Make Your Game Look Awesome With This Simple Fade Trick!
Add automatic fade-in and fade-out animations to your Unreal Engine levels with Blueprints. Perfect for splash screens, title cards, and intro UI effects.
This tutorial shows you how to automatically play fade-in and fade-out animations when your level starts in Unreal Engine — no C++ required.
Using just Blueprints, you’ll prepare a UI widget, create fade animations in UMG, and trigger them from the Level Blueprint for a smooth intro effect.
This method is perfect for splash screens, title cards, or intro UIs that appear briefly on load and disappear without user input.
1) Preparing the Widget
- Create a Widget Blueprint (e.g.,
WBP_Title
). - Inside it:
- Add a Canvas Panel as the root container.
- Add a Text Block → name it
Title
and set the text to"Title"
.
Creating Animations:
- In the Animations panel, make two:
- Fade In → Keyframe at 0s (Render Opacity = 0), Keyframe at 1s (Opacity = 1).
- Fade Out → Keyframe at 0s (Opacity = 1), Keyframe at 1s (Opacity = 0).
Now the widget has both fade-in and fade-out animations ready.
They will also appear as animation variables in the Graph, so we can trigger them from Blueprints.
2) Setting Up the Level Blueprint
Open the Level Blueprint for your map (e.g., ThirdPersonMap).
Step-by-step logic:
- Event Begin Play → fires when the level starts.
- Create Widget → select
WBP_Title
as the class. - Promote to Variable → name it
TitleWidget
.- This keeps a reference so we can trigger animations later.
- Add to Viewport → displays the widget onscreen.
- Add a Delay (0.2s) → ensures the widget is fully ready.
- Play Animation (Fade In) → target =
TitleWidget
. - Delay (1s) → lets the fade-in complete and the title stay visible briefly.
- Play Animation (Fade Out) → again targeting
TitleWidget
. - Delay (1s) → allows fade-out to finish.
- Remove from Parent → cleans the widget from the screen.
3) Why Use Delays?
- The 0.2s delay ensures the widget initializes correctly before animation.
- The 1s delays sync timing so the animations don’t overlap.
- Without these, animations may look choppy or incomplete.
4) Expanding the System
This logic works perfectly for level start intros, but you can also:
- Trigger it from a Game Mode Blueprint.
- Use it in Player Controller for mid-game transitions.
- Reuse it for any UI widget that needs fade-in/out control.
5) Recap
We built a clean fade system with only a few Blueprint nodes:
- WBP_Title widget with two animations.
- Level Blueprint logic using Event Begin Play, Create Widget, Play Animation, Delays, and Remove from Parent.
- Automatic fade-in, hold, and fade-out effect at level start.
This is an easy but powerful trick for polished intros and transitions in your game.
Subtitle Expansion (Full Tutorial Flow)
“A viewer asked how to make a title fade in automatically when a level starts.
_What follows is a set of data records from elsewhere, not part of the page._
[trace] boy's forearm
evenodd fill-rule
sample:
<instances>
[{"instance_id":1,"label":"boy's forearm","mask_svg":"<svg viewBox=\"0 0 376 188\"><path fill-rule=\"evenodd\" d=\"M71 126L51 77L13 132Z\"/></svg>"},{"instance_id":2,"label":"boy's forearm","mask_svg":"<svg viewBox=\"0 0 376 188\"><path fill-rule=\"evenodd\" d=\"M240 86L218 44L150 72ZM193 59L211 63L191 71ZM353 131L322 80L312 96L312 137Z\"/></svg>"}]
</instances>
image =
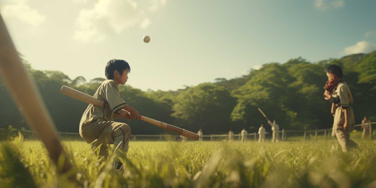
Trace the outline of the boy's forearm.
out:
<instances>
[{"instance_id":1,"label":"boy's forearm","mask_svg":"<svg viewBox=\"0 0 376 188\"><path fill-rule=\"evenodd\" d=\"M347 108L346 108L344 109L344 112L345 114L345 123L346 124L347 123L347 119L349 117L348 109L349 109Z\"/></svg>"}]
</instances>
I prepared a widget (
WBP_Title
) with two animations: Fade In (opacity 0 → 1) and Fade Out (1 → 0). In the Level Blueprint, on Event Begin Play, I created the widget, promoted it to a variable (TitleWidget
), added it to the viewport, and added a short delay. Then I played Fade In, waited a second, played Fade Out, waited again, and finally removed the widget. The result: the title appears smoothly at level start, fades in, stays briefly, fades out, and disappears automatically. Perfect for splash screens or intro cards.”
Wrap-Up
The fade trick is a must-have for creating professional-feeling intros, splash screens, or cinematic transitions.
It’s simple, reusable, and requires no Event Tick or extra systems.